27 de agosto de 2018

O presidenciável do PSOL propõe o aumento de impostos para os ricos, mais plebiscitos e referendos e o controle externo do Judiciário

Boulos: “Não tenho ambiguidades” | Foto por Marcelo Justo

As negociações partidárias limitaram o número de candidaturas presidenciais do campo progressista. Com Lula preso, o PT sem representante nos debates e Ciro Gomes em busca do eleitorado centrista, resta a Guilherme Boulos, do PSOL, a missão de exercitar a crítica ao golpismo do Judiciário e a perseguição política ao ex-presidente, expor os presidenciáveis que apoiaram desde a primeira hora o impeachment de Dilma Rousseff e a ascensão de Michel Temer (“os 50 tons de Temer”, de acordo com sua definição), e criticar de maneira mais contundente o sistema financeiro.
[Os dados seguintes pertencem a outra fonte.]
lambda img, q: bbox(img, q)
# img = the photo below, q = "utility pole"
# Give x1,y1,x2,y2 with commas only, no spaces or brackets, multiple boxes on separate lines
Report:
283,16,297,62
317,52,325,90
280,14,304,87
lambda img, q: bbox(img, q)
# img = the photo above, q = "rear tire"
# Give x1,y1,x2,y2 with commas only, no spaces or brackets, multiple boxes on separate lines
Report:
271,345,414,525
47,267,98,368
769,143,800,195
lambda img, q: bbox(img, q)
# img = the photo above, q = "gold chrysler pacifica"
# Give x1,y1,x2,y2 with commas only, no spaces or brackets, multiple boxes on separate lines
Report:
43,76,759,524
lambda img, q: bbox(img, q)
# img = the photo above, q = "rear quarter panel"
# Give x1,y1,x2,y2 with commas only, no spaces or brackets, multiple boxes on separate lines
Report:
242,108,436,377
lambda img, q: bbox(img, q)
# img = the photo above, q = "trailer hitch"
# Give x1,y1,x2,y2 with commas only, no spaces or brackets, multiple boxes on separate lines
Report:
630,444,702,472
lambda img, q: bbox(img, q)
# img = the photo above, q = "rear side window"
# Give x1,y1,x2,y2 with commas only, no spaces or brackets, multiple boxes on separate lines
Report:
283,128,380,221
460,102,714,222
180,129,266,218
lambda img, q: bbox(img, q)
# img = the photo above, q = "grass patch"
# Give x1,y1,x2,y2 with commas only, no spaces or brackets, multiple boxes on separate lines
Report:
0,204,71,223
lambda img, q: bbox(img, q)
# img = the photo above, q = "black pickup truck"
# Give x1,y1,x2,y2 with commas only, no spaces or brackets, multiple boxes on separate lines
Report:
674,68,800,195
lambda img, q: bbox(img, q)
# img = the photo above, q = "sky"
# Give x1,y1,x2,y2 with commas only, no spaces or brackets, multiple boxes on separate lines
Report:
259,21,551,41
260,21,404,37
Boulos, não se pode negar, cumpre as tarefas com denodo. “Precisamos dialogar com os desiludidos e os insatisfeitos”, afirma. “Caso contrário, vamos empurrar o eleitorado para o colo do Bolsonaro.”

CartaCapital: Há três candidaturas identificadas com um mesmo campo e que em vários pontos defendem ideias parecidas: a sua, a de Lula/PT e a de Ciro Gomes. Por que o eleitor deveria escolher o senhor?

Guilherme Boulos: A minha candidatura formou-se com o objetivo de apresentar um projeto de mudança do Brasil. Não dá mais para implementar políticas sociais e avançar na oferta de direitos à população sem enfrentar privilégios. Ou seja, enfrentar os bancos, baixar juros, atacar o Bolsa Banqueiro, o Bolsa Empresário. Fazer uma reforma tributária que obrigue os ricos a pagar impostos. Vamos taxar lucros e dividendos e grandes fortunas. Defendo essas propostas sem ambiguidade. Sem medo. Ao mesmo tempo, apresentamos uma nova alternativa política.

CC: Qual?

GB: Nos últimos quatro meses visitei 22 estados. O que mais tenho visto é a descrença. “Não tem jeito… Não venha falar de política… É tudo igual.” É o que ouço. Precisamos dialogar com os desiludidos e os insatisfeitos. Caso contrário, os descrentes vão direto para o colo da extrema-direita, do Bolsonaro. Ele, da maneira mais farsante do mundo, coloca-se como alternativa ao sistema político. Um cara que há 27 anos é deputado, foi do partido do Paulo Maluf, ligado à bandalheira que a gente conhece. É preciso ousadia para se colocar contra o sistema.

Precisamos refundar a democracia. Não se pode adotar um discurso que aponte para um lado e uma prática que vá na outra direção. Dizer, como o PT faz, que pretende mudar o sistema político e se aliar com o Eunício de Oliveira no Ceará, com o Renan Calheiros em Alagoas. Manter a mesma estrutura que levou ao golpe contra Dilma Rousseff não me parece algo que se possa classificar de coerência. Não dá mais para fazer aliança com o Centrão e com o MDB.

CC: E como se governa sem eles?

GB: Depois do golpe, a pergunta é outra. Como se consegue governar com essas alianças, que nos levaram a esta situação? Não vamos chegar a um lugar diferente pelo mesmo caminho. Está na hora de repensar o conceito de governabilidade. Nos últimos 30 anos, ela foi interpretada como a obtenção de maioria parlamentar a qualquer custo. Daí surgiram os negócios, a busca dos partidos por abocanhar as maiores fatias do Estado.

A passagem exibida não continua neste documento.